当前位置:网站首页>【Wing Loss】《Wing Loss for Robust Facial Landmark Localisation with Convolutional Neural Networks》
【Wing Loss】《Wing Loss for Robust Facial Landmark Localisation with Convolutional Neural Networks》
2022-07-02 07:45:00 【bryant_ meng】
CVPR-2018
List of articles
1 Background and Motivation
Key points of the face , Like the tip of the nose , Eye Center , For others such as face recognition / Facial recognition / 3D Face reconstruction and other face analysis tasks provide a wealth of geometric information
The development of deep learning has also greatly improved the face key point location task in unstructured face scenes
One crucial aspect of deep learning is to define a loss function leading to better-learnt representation from underlying data.

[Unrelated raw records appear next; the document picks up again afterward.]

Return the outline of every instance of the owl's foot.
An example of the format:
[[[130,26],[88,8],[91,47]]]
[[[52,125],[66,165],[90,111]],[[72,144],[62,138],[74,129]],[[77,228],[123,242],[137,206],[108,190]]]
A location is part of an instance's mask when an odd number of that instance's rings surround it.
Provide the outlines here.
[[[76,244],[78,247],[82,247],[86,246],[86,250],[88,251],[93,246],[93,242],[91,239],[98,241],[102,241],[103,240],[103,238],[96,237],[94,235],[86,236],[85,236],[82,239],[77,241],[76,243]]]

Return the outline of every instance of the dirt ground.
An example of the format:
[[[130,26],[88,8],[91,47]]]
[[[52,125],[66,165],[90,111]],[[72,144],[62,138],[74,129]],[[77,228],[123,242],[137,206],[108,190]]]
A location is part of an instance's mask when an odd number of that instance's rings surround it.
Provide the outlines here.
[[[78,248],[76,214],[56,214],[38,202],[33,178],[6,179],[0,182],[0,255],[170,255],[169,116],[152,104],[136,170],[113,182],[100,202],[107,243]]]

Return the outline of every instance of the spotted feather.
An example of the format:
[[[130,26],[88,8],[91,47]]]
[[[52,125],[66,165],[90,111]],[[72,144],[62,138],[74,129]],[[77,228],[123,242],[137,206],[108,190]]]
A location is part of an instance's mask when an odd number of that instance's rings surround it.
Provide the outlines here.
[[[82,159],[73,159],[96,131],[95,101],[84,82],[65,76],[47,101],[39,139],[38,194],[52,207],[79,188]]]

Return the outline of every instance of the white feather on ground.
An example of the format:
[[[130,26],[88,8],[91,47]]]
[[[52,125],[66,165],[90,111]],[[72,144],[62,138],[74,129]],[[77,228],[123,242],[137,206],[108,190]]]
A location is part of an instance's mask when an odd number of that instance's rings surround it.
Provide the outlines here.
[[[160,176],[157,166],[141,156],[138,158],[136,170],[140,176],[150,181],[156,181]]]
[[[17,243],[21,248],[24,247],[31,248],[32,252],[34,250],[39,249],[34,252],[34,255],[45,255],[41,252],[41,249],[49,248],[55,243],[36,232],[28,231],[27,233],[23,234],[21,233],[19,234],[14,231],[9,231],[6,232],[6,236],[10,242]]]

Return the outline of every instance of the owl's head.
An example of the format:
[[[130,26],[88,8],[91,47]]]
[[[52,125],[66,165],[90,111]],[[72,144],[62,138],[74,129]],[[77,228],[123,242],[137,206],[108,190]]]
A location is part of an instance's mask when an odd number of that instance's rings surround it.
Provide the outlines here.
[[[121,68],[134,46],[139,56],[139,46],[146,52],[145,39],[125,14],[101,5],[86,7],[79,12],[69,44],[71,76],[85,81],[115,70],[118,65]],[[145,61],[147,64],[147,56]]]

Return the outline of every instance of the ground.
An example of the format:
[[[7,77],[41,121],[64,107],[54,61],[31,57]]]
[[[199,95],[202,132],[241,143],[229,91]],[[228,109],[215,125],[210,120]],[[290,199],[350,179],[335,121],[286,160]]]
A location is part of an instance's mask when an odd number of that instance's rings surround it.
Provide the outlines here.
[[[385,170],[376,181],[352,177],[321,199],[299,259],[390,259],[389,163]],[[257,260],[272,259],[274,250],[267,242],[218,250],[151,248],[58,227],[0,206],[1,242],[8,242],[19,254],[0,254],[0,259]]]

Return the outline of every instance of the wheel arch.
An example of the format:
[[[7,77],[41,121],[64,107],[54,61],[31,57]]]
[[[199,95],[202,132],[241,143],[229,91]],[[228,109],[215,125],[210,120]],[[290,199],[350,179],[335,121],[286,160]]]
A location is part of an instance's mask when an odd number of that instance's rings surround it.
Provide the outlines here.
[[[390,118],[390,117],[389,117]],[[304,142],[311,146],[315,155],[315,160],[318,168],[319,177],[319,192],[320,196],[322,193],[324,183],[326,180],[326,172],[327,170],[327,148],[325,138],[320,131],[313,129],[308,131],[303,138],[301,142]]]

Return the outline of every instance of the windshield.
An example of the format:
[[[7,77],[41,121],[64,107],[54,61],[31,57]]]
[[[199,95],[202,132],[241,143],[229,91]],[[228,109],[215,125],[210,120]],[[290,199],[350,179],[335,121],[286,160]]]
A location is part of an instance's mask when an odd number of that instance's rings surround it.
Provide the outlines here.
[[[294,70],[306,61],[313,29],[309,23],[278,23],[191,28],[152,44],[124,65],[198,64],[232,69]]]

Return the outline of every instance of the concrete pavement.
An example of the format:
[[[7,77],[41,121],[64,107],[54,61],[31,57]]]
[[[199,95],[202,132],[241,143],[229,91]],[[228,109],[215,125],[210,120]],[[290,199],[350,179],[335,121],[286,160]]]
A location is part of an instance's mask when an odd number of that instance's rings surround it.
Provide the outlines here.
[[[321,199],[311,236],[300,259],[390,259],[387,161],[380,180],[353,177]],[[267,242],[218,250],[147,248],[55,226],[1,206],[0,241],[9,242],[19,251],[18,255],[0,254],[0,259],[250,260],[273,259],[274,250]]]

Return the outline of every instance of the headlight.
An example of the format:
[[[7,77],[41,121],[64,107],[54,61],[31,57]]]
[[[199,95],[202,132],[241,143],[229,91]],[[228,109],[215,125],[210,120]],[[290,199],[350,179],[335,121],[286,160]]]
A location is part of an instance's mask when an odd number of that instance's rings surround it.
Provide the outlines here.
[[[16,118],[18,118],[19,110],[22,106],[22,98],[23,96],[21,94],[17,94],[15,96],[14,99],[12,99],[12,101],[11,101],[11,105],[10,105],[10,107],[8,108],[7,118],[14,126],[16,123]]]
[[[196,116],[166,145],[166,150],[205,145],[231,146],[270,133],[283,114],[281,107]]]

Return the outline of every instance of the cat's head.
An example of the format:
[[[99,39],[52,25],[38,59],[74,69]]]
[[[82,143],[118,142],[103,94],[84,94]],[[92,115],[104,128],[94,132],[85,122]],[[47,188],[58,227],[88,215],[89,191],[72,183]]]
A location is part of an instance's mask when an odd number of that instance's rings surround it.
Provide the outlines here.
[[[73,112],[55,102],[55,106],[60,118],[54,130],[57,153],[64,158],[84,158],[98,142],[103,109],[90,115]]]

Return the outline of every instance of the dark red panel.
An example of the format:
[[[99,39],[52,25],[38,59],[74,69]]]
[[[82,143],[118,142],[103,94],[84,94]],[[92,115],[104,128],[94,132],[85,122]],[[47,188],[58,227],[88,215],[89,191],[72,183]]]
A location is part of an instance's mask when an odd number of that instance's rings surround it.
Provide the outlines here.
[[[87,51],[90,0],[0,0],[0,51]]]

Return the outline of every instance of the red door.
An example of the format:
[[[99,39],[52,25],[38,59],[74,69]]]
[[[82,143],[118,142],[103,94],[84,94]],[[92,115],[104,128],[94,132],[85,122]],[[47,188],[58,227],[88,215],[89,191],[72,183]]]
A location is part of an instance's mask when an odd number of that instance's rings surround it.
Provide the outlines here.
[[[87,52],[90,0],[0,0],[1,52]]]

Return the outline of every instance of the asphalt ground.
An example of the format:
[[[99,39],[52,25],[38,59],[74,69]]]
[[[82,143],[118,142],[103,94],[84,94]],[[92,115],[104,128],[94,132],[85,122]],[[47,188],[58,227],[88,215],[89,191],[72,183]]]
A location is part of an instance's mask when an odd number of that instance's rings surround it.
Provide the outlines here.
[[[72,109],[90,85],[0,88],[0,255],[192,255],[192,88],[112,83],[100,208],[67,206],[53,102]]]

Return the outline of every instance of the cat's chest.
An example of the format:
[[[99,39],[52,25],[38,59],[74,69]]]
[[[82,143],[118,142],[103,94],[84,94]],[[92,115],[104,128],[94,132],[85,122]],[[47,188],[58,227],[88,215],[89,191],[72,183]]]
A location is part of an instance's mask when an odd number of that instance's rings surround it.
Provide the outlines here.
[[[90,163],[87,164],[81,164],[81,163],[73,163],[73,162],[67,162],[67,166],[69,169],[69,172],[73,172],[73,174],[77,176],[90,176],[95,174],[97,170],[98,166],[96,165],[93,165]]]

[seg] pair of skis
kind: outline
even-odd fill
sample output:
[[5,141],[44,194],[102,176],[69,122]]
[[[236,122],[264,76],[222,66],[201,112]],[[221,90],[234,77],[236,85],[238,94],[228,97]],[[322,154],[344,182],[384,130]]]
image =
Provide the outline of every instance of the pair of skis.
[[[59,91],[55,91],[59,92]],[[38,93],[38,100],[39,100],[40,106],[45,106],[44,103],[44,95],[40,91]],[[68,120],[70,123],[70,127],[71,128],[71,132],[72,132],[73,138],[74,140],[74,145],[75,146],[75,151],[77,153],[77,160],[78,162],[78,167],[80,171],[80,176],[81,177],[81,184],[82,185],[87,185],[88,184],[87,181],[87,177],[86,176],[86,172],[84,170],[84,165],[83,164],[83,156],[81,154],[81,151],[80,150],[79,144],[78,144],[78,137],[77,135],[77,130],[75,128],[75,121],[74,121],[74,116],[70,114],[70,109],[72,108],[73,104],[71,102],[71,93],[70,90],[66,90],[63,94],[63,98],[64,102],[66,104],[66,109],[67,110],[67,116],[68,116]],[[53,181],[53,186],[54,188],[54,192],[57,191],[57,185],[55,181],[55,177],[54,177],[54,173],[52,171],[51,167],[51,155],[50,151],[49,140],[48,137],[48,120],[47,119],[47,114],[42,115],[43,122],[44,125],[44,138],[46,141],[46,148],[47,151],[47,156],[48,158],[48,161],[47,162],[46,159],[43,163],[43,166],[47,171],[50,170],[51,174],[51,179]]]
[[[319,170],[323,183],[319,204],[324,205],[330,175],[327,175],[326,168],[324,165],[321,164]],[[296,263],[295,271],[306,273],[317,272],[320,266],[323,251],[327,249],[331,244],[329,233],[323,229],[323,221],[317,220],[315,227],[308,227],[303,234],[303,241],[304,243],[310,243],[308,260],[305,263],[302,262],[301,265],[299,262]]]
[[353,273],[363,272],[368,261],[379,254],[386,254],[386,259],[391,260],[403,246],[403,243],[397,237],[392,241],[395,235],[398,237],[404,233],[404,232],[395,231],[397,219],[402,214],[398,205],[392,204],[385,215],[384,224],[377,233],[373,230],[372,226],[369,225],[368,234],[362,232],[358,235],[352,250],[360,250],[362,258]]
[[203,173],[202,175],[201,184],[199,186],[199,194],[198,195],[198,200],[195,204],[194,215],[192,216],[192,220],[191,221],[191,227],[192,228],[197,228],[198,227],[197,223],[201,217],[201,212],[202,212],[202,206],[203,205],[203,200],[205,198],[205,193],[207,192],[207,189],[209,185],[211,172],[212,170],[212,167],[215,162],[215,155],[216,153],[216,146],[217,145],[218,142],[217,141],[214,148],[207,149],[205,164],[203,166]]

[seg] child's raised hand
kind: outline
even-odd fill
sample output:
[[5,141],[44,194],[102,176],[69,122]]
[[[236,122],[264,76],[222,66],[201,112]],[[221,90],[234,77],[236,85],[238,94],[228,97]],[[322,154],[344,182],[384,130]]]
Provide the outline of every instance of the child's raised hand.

The author analyzes different loss Effect in face key point detection task , Put forward new losses wing loss
2 Related Work
- Different regressions are analyzed loss Advantages and disadvantages , Put forward wing loss For face key point location
- Put forward pose-based data balance
- Propose a new method of face key point detection Network structure
3 Advantages / Contributions
Network Architectures
Go straight back to
Forecast thermodynamic diagramDealing with Pose Variations
multiview models
use 3D face models
multi-task learning( Promote each other )Cascaded Networks
4 Method
1) Loss function
The loss functions commonly used in regression tasks are as follows
L1 / L2 / smooth L1
L2 loss is sensitive to outliers
smooth L1 loss yes L1 and L2 The combination of , It's also a special case of the Huber loss
come from [ Face key point detection ] Wing loss Interpretation of the thesis
By analyzing AFLW On dataset NME(Normalised Mean Error) The cumulative distribution histogram of
loss functions analysed in the last section(L1 / L2 / Smooth L1) perform well for large errors( That is, the roughly red framed area , Large error , But the corresponding samples are relatively few )
more attention should be paid to small and medium range errors( It's roughly a green framed area ,NME partial medium and small, There are many samples —— The curve is steep )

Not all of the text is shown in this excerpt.